Was der Checker nicht sehen kann
Ein Ergebnis von 100 Punkten ist keine Zusage, dass deine Nachricht im Posteingang landet. Die drei wichtigsten Faktoren stehen nicht im Inhalt:
Beglaubigung deiner Domain. Google verlangt von jedem Absender SPF oder DKIM, ab 5.000 Nachrichten am Tag zusätzlich DMARC. Ob das bei dir eingerichtet ist, prüfst du im Zustellbarkeits-Check – der schaut in die echten DNS-Einträge deiner Domain.
Die Spam-Meldequote deiner Empfänger. Sie soll dauerhaft unter 0,3 Prozent bleiben, empfohlen wird unter 0,10 Prozent. Der Wert steht in den Google Postmaster Tools und hängt vor allem daran, wie die Adressen zustande gekommen sind. Eine gekaufte Liste bringt jede noch so gute Mail zu Fall.
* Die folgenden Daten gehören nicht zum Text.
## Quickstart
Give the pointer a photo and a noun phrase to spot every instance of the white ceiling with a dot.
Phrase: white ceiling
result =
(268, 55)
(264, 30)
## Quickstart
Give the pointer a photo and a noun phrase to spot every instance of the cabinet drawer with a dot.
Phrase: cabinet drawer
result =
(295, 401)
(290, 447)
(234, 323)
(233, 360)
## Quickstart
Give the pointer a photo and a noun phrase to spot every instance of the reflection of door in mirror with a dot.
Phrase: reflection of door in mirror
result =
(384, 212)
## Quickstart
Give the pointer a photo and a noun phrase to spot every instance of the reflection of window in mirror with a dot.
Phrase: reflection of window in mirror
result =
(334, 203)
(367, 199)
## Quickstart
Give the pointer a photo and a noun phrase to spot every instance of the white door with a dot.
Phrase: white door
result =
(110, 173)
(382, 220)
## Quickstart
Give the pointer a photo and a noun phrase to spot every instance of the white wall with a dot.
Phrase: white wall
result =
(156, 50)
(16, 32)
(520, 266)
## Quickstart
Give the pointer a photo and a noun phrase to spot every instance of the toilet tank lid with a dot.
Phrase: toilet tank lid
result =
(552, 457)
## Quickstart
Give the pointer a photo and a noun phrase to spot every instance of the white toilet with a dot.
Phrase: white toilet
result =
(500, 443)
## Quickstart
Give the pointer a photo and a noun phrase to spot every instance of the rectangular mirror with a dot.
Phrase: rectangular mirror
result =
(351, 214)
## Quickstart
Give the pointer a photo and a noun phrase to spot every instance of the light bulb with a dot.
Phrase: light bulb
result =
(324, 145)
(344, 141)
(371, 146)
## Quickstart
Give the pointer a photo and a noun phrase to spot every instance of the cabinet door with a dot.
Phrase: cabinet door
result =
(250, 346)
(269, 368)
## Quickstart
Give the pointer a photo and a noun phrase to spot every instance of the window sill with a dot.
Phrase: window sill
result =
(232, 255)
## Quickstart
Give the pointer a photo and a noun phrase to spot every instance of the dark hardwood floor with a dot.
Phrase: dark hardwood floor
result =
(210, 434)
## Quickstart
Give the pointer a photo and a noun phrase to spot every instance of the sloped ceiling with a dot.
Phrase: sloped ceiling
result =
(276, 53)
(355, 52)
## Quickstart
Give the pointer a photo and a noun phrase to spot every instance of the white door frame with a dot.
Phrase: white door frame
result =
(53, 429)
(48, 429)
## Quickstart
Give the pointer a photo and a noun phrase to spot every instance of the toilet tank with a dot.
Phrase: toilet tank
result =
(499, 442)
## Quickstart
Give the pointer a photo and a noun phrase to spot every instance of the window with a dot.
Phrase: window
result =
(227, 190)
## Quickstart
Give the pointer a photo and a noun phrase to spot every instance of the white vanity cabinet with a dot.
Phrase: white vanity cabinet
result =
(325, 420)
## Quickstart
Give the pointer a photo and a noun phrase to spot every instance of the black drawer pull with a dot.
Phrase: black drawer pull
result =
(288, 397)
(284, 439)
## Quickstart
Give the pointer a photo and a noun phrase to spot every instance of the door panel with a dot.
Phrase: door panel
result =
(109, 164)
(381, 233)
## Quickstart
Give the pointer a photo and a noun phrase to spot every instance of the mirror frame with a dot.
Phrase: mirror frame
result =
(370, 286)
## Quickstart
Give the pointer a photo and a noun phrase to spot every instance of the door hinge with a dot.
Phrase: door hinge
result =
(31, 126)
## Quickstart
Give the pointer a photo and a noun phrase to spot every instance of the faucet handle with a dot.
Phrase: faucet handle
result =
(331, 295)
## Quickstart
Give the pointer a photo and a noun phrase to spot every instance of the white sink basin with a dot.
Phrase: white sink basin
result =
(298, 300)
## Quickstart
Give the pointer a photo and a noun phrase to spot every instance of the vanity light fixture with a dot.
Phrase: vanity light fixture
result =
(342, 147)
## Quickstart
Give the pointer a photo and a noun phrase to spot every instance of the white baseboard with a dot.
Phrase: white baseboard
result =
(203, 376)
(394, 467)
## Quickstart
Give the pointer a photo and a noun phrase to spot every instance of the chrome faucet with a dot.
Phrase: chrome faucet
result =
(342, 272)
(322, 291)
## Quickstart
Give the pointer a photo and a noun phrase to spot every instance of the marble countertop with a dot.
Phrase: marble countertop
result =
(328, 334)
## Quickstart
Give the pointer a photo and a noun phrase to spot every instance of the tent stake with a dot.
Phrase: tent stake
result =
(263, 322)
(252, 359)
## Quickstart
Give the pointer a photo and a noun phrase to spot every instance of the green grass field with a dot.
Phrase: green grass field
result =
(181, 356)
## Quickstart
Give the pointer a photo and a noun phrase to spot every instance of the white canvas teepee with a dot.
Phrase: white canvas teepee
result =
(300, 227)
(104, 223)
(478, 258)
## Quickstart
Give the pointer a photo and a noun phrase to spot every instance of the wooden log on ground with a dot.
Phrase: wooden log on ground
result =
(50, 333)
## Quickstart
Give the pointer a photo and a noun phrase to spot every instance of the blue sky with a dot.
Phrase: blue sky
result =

Der Ruf deiner Absenderadresse. Er entsteht über Monate aus Sendemenge, Öffnungen und Beschwerden. Eine neue Domain, die am ersten Tag zehntausend Werbemails verschickt, wird unabhängig vom Inhalt aussortiert. Wer neu anfängt, steigert die Menge über Wochen.
Wer die Adressen sauber gewinnt, mit Double-Opt-in arbeitet und die Beglaubigung eingerichtet hat, braucht sich um einzelne Wörter kaum noch Gedanken zu machen. Genau in dieser Reihenfolge lohnt der Aufwand.